The Argument is the Explanation: Structured Argumentation for Trust in Agents
Ege Cakar, Per Ola Kristensson
TL;DR
This work tackles the challenge of trustworthy AI by replacing opaque model explanations with verifiable structured argumentation. It introduces Bipolar Assumption-Based Argumentation (B-ABA) as the core formalism, enabling explicit attack and support relations and computable extensions that certify argument acceptability.

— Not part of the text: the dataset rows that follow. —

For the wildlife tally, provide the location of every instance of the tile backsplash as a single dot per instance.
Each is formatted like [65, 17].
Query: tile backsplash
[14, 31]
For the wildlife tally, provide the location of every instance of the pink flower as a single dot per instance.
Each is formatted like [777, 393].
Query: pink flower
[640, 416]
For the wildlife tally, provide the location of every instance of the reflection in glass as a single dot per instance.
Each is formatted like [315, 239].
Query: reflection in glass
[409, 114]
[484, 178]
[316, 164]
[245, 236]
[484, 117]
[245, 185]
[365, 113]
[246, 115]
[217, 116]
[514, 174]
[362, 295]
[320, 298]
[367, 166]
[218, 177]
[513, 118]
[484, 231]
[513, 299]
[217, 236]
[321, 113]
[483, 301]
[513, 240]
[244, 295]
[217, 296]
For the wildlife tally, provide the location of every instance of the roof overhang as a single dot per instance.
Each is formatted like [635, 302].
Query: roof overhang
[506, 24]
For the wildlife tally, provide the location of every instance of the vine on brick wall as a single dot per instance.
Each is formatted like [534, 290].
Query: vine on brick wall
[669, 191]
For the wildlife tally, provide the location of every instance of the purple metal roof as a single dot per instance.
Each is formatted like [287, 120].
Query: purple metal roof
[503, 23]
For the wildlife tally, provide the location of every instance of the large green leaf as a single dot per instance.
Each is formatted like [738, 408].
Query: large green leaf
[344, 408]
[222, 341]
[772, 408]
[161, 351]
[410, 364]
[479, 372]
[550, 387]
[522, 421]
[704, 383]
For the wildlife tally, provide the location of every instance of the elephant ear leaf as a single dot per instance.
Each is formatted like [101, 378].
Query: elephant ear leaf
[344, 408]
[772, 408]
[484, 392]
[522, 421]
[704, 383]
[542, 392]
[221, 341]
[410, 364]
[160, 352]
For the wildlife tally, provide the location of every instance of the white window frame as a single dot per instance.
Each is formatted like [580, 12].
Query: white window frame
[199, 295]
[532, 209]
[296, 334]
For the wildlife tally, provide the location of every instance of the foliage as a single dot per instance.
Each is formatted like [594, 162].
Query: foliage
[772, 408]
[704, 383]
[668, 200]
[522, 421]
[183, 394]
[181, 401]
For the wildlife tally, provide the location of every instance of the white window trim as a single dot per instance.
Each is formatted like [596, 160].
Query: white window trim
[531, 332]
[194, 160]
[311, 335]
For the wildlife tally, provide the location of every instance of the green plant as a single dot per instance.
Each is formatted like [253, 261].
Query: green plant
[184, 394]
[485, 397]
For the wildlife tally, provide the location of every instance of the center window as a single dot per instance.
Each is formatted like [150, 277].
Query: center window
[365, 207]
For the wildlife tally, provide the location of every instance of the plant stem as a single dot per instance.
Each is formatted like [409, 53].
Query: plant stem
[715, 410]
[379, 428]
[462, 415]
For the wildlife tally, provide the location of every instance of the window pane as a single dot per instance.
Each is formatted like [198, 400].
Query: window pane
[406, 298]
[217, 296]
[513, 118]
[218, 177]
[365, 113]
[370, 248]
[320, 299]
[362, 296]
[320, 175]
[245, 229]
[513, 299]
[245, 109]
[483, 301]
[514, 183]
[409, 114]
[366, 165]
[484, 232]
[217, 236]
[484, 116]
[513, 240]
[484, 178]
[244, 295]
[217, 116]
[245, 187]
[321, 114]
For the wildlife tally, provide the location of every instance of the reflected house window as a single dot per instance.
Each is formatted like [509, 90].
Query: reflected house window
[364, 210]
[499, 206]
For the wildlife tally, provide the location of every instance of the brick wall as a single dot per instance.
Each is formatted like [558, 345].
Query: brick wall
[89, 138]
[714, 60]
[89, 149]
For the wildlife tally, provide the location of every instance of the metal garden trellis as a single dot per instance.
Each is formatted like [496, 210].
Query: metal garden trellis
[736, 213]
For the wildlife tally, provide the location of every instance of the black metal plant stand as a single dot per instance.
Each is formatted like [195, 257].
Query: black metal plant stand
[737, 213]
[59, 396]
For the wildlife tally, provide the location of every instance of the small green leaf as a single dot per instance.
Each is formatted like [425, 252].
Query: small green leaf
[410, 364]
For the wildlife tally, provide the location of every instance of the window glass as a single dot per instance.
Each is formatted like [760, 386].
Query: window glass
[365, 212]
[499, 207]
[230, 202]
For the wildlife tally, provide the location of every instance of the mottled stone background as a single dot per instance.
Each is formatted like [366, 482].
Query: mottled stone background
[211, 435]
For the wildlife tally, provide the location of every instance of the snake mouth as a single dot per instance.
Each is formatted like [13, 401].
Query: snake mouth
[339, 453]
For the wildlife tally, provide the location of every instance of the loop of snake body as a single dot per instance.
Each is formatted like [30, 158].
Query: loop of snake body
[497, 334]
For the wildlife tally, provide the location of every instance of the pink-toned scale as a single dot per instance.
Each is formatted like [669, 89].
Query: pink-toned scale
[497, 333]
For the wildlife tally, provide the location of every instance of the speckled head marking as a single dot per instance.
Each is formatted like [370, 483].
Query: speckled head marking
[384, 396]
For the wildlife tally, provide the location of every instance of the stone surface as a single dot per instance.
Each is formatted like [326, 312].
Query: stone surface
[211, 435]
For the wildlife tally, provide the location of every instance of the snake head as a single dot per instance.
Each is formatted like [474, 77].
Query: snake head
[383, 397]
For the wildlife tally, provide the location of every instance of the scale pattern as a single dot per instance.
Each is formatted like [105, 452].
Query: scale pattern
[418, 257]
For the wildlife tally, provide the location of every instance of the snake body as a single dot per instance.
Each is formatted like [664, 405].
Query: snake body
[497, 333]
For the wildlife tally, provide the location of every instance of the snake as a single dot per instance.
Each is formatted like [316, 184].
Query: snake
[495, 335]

Through an end-to-end pipeline that converts natural language into argument graphs, the approach achieves state-of-the-art results on argumentative boundary extraction ($94.44$ token-F1; $86.97$ exact F1) and strong 3-class relation classification on AMT ($0.81$ macro-F1) using ModernBERT-large, with competitive performance against much larger models. The system demonstrates a deployable multi-agent risk assessment workflow via Structured What-If Technique (SWIFT), including automatic fact-checking and a test-time feedback loop that refines arguments without retraining, aided by open-source tooling and Docker deployment. Collectively, the work provides a practical, verifiable pathway for trustworthy AI in risk assessment and related domains, addressing trust and verification challenges in multi-agent settings while delivering deployable tooling.
Abstract
Humans are black boxes -- we cannot observe their neural processes, yet society functions by evaluating verifiable arguments. AI explainability should follow this principle: stakeholders need verifiable reasoning chains, not mechanistic transparency. We propose using structured argumentation to provide a level of explanation and verification neither interpretability nor LLM-generated explanation is able to offer. Our pipeline achieves state-of-the-art 94.44 macro F1 on the AAEC published train/test split (5.7 points above prior work) and $0.81$ macro F1, $\sim$0.07 above previous published results with comparable data setups, for Argumentative MicroTexts relation classification, converting LLM text into argument graphs and enabling verification at each inferential step. We demonstrate this idea on multi-agent risk assessment using the Structured What-If Technique, where specialized agents collaborate transparently to carry out risk assessment otherwise achieved by humans alone. Using Bipolar Assumption-Based Argumentation, we capture support/attack relationships, thereby enabling automatic hallucination detection via fact nodes attacking arguments. We also provide a verification mechanism that enables iterative refinement through test-time feedback without retraining. For easy deployment, we provide a Docker container for the fine-tuned AMT model, and the rest of the code with the Bipolar ABA Python package on GitHub.